Lancaster University offers a range of programmes, some of which follow a structured study programme, and others which offer the chance for you to devise a more flexible programme. We divide academic study into two sections - Part 1 (Year 1) and Part 2 (Year 2, 3 and sometimes 4). For most programmes Part 1 requires you to study 120 credits spread over at least three modules which, depending upon your programme, will be drawn from one, two or three different academic subjects.
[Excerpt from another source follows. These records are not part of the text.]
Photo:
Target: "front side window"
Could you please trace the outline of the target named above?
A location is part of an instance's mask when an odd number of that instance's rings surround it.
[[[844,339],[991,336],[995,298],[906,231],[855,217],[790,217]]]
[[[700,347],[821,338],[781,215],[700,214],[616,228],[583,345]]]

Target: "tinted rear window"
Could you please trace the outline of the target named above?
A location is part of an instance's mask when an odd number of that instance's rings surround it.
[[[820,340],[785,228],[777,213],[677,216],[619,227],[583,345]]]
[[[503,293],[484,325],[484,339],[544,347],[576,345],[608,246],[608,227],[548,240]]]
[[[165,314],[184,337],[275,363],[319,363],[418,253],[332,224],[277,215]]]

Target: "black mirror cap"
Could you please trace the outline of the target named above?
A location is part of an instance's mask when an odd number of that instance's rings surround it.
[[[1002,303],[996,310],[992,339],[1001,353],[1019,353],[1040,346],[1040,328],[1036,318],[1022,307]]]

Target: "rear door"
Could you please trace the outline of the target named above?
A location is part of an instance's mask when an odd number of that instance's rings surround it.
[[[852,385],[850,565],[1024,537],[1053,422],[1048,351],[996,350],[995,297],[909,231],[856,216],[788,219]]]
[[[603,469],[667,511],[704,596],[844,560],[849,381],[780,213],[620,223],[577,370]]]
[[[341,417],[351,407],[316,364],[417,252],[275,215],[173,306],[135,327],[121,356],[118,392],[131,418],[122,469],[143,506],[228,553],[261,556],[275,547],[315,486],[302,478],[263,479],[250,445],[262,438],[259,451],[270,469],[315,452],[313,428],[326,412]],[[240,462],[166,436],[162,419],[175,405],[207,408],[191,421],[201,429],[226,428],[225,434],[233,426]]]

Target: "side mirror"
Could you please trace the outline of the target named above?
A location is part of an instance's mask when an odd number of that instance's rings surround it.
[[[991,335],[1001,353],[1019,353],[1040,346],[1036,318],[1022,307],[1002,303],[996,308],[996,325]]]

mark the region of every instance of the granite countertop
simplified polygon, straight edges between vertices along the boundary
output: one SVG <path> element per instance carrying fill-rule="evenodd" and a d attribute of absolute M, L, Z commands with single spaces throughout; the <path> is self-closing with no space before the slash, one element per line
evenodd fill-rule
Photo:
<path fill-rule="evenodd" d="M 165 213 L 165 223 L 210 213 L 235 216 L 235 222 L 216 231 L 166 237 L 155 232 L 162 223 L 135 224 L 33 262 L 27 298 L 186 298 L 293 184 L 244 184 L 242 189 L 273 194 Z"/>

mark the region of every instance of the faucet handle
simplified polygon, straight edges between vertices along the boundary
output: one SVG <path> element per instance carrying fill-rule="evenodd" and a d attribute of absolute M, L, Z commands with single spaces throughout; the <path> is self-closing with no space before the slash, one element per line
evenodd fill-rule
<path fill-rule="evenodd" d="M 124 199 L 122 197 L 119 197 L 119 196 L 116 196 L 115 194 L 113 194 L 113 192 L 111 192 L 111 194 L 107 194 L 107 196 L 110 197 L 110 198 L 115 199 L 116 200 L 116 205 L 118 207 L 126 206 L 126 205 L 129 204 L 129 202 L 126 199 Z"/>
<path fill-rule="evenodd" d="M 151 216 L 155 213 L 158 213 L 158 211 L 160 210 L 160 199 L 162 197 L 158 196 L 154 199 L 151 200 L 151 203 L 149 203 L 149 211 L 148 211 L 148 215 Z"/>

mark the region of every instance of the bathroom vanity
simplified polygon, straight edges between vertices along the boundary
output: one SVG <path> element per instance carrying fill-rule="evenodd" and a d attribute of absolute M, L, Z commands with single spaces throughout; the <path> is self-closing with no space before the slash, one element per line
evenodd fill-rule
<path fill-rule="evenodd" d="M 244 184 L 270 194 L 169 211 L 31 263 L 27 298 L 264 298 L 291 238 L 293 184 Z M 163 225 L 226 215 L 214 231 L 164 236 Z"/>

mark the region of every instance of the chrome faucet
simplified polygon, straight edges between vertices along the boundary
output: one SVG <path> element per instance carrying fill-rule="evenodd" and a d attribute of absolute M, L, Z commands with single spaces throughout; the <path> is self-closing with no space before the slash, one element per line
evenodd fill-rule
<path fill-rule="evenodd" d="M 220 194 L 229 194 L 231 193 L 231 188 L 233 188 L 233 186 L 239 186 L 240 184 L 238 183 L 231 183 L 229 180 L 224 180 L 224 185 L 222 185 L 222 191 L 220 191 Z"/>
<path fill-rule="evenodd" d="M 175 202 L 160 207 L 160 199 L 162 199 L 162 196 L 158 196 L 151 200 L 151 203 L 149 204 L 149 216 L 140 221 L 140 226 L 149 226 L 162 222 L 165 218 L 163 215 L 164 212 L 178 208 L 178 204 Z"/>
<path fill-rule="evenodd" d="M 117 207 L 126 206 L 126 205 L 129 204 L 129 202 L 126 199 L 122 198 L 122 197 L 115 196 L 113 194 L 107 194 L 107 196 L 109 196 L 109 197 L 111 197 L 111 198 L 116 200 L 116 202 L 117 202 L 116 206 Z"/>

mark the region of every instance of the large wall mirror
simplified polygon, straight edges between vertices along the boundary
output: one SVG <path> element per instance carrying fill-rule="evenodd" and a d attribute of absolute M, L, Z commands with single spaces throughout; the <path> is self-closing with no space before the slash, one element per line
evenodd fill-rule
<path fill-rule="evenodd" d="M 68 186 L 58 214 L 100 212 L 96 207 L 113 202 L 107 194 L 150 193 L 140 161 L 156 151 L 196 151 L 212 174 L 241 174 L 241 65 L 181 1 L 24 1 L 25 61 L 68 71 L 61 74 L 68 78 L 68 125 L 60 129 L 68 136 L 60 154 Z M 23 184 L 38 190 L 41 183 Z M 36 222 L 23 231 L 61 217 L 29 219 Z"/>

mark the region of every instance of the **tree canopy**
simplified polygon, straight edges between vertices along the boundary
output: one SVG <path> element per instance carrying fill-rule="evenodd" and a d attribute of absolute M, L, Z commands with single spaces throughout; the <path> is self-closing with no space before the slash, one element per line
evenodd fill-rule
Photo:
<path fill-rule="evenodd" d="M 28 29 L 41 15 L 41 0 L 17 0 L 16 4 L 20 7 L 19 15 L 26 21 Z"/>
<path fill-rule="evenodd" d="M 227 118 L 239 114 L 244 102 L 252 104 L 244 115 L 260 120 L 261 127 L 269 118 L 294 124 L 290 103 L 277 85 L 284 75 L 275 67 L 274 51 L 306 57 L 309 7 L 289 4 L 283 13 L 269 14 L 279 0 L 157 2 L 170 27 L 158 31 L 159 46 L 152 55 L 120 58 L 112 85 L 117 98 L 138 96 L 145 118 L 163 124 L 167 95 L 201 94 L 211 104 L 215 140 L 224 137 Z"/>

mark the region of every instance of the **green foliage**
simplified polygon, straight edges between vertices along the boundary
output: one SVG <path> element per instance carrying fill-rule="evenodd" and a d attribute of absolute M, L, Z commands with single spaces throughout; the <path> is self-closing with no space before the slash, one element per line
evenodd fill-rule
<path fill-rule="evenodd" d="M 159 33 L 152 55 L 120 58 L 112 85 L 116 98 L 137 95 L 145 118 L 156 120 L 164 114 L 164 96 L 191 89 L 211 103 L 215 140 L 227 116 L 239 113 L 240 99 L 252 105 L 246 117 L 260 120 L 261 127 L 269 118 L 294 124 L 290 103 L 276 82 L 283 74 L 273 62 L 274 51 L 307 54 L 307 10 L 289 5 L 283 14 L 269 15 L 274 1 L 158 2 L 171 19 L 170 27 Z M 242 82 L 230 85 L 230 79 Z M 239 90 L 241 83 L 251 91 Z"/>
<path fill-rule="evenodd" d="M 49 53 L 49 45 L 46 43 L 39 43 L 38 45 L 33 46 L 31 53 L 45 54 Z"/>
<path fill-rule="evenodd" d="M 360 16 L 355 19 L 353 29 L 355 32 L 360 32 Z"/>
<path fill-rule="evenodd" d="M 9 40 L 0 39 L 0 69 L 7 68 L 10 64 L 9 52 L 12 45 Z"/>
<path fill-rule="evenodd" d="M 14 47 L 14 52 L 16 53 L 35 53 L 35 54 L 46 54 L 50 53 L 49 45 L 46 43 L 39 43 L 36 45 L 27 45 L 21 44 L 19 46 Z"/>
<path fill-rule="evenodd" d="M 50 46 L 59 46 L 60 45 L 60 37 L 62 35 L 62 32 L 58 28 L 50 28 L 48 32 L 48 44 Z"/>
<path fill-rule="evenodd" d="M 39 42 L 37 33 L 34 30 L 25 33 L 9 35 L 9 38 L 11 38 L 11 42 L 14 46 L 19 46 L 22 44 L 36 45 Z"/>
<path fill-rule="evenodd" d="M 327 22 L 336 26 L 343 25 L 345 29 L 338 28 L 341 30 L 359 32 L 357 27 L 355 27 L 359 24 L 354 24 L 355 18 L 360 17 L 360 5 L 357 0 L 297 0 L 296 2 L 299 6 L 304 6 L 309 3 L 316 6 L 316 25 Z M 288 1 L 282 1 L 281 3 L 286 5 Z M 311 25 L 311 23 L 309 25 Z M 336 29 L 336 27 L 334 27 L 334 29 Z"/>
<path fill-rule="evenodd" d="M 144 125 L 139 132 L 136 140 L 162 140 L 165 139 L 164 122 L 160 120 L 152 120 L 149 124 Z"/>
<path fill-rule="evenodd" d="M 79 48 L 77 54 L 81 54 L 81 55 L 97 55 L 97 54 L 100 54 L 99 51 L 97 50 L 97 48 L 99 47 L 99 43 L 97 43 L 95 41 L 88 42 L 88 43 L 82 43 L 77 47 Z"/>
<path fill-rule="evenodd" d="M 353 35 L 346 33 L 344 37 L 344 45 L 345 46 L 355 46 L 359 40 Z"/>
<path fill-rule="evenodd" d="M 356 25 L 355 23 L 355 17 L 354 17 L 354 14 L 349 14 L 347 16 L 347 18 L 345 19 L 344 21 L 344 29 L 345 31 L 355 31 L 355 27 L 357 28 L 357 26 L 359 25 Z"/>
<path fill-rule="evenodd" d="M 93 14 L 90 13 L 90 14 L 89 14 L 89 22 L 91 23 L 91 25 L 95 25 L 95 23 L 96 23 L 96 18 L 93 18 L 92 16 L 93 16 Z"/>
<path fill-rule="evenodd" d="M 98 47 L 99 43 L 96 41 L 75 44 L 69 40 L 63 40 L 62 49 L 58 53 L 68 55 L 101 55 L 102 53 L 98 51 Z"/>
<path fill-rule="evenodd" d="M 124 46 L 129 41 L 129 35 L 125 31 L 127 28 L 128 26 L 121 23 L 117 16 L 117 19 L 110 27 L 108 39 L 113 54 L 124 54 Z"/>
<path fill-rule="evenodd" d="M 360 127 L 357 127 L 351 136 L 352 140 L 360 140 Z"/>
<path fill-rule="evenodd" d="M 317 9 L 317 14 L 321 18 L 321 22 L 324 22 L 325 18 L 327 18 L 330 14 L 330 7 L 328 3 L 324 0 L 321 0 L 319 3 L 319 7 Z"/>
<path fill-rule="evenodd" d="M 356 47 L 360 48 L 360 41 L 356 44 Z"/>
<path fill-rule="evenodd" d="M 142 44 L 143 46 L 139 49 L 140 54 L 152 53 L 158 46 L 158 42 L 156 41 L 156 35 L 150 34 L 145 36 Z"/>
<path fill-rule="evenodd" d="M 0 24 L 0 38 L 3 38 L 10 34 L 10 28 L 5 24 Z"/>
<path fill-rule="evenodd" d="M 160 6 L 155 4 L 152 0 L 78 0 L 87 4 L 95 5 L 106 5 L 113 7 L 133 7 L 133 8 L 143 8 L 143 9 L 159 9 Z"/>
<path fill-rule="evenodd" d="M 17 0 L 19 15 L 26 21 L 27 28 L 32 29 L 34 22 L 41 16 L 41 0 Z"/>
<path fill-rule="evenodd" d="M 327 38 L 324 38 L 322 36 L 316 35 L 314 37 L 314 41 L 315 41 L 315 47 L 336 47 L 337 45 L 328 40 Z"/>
A higher degree of specialisation then develops in subsequent years.

Information contained on the website with respect to modules is correct at the time of publication, but changes may be necessary, for example as a result of student feedback, Professional Statutory and Regulatory Bodies' (PSRB) requirements, staff changes, and new research.